その彼にだ、宮中の者達は眉を顰めさせて噂をしていた。
「マイラ様が危ういというのに」
「あの様に政治の場に出られて」
「もうすぐこの国を去られるのでは」
「それでも普通に過ごされているのか」
「どうした方か」
「わからないですね」
「全くです」
こうひそひそと話をするのだった、彼を見て。
「今ここでどういうお話をされても」
「もうすぐこの国を去られるのでは」
「もう何の意味もないのでは」
「しかしそうされるとは」
「どういったおつもりか」
「わからないですね」
どうにもとだ、彼等は言うのだった。しかしだ。」
その彼等のところにたまたまマリーが通った、そして彼等の話を聞いたのですぐに彼等に穏やかだが強い声で言った。
「それは違います」
「違う?」
「違うといいますと」
「あの方は今はお姉様のご伴侶です」
このことからだ、マリーは彼等に話した。
「ならばそうであられる限りです」
「あられる限りですか」
「そうであられるなら」
「最後の最後まで」
まさにだ、太子がこの国にいるまでというのだ。
「そのお立場でこの国の政治を考えて動かれる」
「それこそが大事ですか」
「だから太子もですか」
「今も政治の場に出られている」
「そして話をし動かれている」
「そうなのですか」
「そうです、あの方はご自身の責務を全うされているのです」
今この状況でもというのだ、妻であるマイラがこの世を去ろうとしていても。
「そうなのです」
「そうなのですか」
「だから今も政治の場に出られていますか」
「そして話をされている」
「政治のことを」
「そうです」
まさにというのだ。
そしてだった、マリーはここまで話したうえでだ。

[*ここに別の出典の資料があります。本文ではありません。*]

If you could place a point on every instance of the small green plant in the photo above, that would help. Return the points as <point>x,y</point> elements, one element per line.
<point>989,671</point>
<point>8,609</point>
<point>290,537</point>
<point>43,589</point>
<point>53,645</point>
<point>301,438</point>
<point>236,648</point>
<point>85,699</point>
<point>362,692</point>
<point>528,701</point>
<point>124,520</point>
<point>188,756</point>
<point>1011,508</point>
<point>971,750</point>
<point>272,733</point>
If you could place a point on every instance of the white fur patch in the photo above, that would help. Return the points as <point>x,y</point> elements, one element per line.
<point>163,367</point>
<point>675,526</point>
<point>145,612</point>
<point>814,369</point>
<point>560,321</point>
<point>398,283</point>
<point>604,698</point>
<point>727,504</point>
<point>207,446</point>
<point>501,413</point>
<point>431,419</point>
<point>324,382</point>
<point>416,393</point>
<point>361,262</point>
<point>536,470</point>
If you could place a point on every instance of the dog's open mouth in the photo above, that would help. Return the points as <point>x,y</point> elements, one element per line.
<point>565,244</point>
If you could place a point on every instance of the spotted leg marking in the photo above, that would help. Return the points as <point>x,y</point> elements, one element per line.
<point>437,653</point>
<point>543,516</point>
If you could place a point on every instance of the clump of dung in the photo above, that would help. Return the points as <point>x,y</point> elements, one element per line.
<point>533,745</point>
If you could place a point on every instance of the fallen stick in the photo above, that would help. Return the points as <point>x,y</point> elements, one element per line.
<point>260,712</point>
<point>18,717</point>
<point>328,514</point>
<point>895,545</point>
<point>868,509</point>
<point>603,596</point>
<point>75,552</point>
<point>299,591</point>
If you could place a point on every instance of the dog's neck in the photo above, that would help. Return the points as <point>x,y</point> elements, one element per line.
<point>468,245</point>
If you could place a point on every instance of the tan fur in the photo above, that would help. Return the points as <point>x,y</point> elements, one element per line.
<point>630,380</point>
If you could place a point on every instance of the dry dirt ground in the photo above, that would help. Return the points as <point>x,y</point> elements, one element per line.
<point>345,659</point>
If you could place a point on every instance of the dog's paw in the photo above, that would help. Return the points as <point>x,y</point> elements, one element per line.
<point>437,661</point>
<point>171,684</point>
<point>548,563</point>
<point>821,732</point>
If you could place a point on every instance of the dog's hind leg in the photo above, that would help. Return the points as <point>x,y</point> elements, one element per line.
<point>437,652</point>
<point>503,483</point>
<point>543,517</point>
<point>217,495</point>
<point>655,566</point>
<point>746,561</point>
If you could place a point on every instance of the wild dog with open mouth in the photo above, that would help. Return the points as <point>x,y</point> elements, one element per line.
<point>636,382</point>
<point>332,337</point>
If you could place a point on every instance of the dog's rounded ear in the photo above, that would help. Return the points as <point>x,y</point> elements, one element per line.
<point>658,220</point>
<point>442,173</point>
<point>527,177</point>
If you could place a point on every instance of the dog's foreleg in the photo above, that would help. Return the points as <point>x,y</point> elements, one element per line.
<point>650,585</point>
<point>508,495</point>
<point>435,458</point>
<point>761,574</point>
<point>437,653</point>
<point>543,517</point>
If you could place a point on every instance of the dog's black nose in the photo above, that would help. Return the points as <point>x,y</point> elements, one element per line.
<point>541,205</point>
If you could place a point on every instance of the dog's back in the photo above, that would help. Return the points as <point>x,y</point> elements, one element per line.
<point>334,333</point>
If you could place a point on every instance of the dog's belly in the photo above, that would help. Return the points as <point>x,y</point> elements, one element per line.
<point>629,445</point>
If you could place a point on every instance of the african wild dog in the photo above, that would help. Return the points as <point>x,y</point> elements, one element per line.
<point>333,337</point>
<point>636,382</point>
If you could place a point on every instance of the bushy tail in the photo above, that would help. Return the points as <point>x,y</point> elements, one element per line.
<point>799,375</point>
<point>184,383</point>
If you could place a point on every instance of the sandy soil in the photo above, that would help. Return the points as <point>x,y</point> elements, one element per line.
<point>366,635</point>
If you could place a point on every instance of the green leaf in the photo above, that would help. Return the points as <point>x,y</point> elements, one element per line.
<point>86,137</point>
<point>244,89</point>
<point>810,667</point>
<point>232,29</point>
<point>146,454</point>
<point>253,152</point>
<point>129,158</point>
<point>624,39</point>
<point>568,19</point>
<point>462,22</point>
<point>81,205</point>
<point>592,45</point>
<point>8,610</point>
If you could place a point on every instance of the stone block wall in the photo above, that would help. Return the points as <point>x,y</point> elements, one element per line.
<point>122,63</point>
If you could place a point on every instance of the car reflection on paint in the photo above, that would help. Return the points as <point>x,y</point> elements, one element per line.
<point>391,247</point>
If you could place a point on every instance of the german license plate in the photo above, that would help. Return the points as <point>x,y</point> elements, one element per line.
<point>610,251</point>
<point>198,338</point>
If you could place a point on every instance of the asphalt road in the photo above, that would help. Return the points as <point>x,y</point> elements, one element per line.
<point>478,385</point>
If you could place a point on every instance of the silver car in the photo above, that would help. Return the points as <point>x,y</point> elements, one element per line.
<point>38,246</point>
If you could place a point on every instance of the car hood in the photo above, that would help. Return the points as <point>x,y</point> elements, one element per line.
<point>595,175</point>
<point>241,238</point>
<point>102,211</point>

彼等に問うた。
「それは貴方達に出来ますか」
「それは」
「それはといいますと」
「そう言われましても」
「その状況ならば」
「そうですね、もう関わりがないと思ってですね」
それならとだ、彼等に言うのだった。
「もう政治の場に出ることはないですね」
「そうなります」
「言われてみますと」
「どうしてもです」
「諦めてです」
「そうしてしまいます」
「そうですね、私もそうなるかも知れません」
実際にマリーもこのことについては自信がなかった、そうした意味で太子に対して敬愛の念も抱いていた。